- Born: 1921 Al-Nairiyah, Sanjak of Alexandretta, Syria
- Died: 9 August 2013 (aged 91–92) Damascus, Syria
- Other names: The Poet of Childhood (Arabic: شاعر الطفولة)
- Occupations: Poet, educator
- Writing career
- Genres: Poetry, children's literature
- Notable awards: Lotus Prize (1982); Al-Babtain Prize for Poetic Creativity (2000); Syrian Order of Merit (2005); Yemeni Unity Medal (2005);

= Sulaiman al-Issa =

Syrian poet (1921–2013)

Sulaiman al-Issa (سليمان العيسى) was a prominent Syrian poet and educator, renowned for his contributions to Arabic poetry and literature, particularly in the field of children's literature. He was also a noted advocate for Arab unity and nationalism, themes that pervade much of his work.
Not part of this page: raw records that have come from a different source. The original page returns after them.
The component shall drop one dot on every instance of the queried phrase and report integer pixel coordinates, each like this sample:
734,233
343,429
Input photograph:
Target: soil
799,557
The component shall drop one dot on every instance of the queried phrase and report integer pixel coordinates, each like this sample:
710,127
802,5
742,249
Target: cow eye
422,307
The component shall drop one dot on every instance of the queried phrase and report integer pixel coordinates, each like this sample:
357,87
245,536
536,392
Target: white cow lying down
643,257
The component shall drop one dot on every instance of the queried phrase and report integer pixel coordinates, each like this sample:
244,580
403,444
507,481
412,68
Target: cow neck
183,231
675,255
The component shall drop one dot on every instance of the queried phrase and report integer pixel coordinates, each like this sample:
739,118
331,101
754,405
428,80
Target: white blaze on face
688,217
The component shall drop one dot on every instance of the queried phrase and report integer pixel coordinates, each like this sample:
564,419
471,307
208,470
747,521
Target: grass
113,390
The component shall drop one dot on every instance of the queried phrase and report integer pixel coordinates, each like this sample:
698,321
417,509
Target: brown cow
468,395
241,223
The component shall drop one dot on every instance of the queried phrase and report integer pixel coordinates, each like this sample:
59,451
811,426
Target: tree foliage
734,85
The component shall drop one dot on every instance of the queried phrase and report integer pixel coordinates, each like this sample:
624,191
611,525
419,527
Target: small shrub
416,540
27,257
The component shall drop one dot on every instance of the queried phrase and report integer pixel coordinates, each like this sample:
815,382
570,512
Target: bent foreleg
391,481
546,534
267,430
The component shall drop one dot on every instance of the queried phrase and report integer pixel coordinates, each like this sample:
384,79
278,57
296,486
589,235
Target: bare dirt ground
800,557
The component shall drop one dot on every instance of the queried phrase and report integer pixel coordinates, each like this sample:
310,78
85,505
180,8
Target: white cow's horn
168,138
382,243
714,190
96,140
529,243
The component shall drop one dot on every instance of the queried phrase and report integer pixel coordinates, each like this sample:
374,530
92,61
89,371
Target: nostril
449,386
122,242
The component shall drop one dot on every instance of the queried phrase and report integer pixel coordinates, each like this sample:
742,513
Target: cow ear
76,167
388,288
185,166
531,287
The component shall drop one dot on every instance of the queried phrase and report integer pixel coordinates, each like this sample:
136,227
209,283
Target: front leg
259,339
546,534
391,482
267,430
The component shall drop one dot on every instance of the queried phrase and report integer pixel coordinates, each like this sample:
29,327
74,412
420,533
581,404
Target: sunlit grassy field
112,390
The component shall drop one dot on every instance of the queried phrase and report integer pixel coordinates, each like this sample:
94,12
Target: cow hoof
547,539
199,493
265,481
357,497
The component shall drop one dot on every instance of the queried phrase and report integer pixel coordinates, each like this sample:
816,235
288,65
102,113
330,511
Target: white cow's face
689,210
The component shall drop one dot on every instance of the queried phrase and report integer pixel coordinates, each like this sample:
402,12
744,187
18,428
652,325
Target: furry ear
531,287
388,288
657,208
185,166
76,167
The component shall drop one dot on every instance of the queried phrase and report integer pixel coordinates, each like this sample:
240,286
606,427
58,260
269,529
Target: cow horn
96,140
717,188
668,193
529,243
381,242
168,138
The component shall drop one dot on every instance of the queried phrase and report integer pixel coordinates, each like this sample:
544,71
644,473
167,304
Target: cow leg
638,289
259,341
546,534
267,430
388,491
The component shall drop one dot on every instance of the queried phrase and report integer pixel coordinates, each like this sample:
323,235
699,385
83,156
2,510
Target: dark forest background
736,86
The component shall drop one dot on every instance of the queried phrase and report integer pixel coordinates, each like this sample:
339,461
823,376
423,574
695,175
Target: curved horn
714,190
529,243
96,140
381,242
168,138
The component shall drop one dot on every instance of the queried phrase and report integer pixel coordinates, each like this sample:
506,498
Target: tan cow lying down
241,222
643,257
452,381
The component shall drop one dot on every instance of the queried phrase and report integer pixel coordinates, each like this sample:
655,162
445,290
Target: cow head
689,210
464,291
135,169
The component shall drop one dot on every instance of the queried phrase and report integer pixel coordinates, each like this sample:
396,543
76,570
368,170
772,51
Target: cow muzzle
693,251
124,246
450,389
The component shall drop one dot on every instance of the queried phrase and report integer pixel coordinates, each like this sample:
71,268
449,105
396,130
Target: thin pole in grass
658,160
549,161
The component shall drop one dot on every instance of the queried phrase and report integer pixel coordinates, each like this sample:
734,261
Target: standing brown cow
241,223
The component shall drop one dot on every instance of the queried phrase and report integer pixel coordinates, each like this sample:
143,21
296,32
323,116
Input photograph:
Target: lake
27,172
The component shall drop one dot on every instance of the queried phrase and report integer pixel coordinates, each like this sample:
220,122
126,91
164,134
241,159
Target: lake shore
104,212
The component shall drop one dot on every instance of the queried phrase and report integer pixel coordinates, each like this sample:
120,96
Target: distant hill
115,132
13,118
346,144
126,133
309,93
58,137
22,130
== Early life and education ==
Sulaiman al-Issa was born in 1921 in the village of Al-Nairiyah, near Antioch in Syria (modern-day in Hatay, Turkey). He received his early education at his father Sheikh Ahmad al-Issa' kuttab. Under his father's guidance, he memorized the Quran, the pre-Islamic odes (Mu'allaqat), and the works of Al-Mutanabbi, along with thousands of lines of Arabic poetry. By the age of nine or ten, al-Issa began writing his own poetry, compiling a small collection of his earliest works.

He attended primary school in Antioch before fleeing to Syria with his family after the annexation of the Sanjak of Alexandretta by Turkey in 1939. Al-Issa completed his secondary education in Hama, Latakia, and Damascus amidst a turbulent period of political unrest.

He went to prison many times as a result of his stances and poems against the French authorities in Syria.

== Career ==
In 1944, al-Issa enrolled as a teacher at the Higher Teachers' College in Baghdad, Iraq, where he continued to refine his poetic craft. After graduating in 1947, he returned to Aleppo, Syria, and worked as a teacher of Arabic literature. Over the next two decades, al-Issa became widely known for his poetic contributions, which were characterized by their nationalistic fervor and celebration of Arab unity.

Al-Issa later moved to Damascus in 1967, where he served as a senior Arabic language supervisor in the Syrian Ministry of Education. Following the June 1967 Arab-Israeli War, he shifted his focus to children's literature, producing work that included poems, stories, and plays for young readers.

== Contributions and affiliations ==
Al-Issa was one of the founding members of the Arab Writers Union in 1969 and served as the editor-in-chief of Al-Mu'allim al-Arabi (The Arab Teacher) magazine. He was also a member of the Shiir (Poetry) Society, founded by poets such as Adunis and Yusuf al-Khal.

He participated in the establishment of the Syrian Ba'ath Party.

== Literary style and legacy ==
Sulaiman al-Issa's poetry was deeply rooted in classical Arabic traditions while also addressing contemporary social and political issues. His works often celebrated the themes of Arab nationalism, unity, and resistance against colonialism. Later in life, his focus shifted to children's literature, where he sought to instill pride in Arab heritage and cultural values.

== Honors and awards ==
Al-Issa received many honors including:
- Lotus Prize for Literature (1982)
- Honorary Doctorate from Sana'a University (1997)
- Foundation of Abdulaziz Saud Al-Babtain's Prize for Poetic Creativity (2000)
- Order of Civil Merit of the Syrian Arab Republic, first class (2005)
- Yemeni Unity Medal, awarded by Yemeni President Ali Abdullah Saleh (2005)

== Personal life ==
Al-Issa was married to Dr. Malika Abiad, with whom he collaborated on translations of literary works. They had three children: Ma'n, Ghailan, and Badia.

In addition to Arabic, al-Issa was proficient in French, English, and Turkish.

== Death ==
Sulaiman al-Issa died on 9 August 2013 at age 92 in Damascus and was buried there.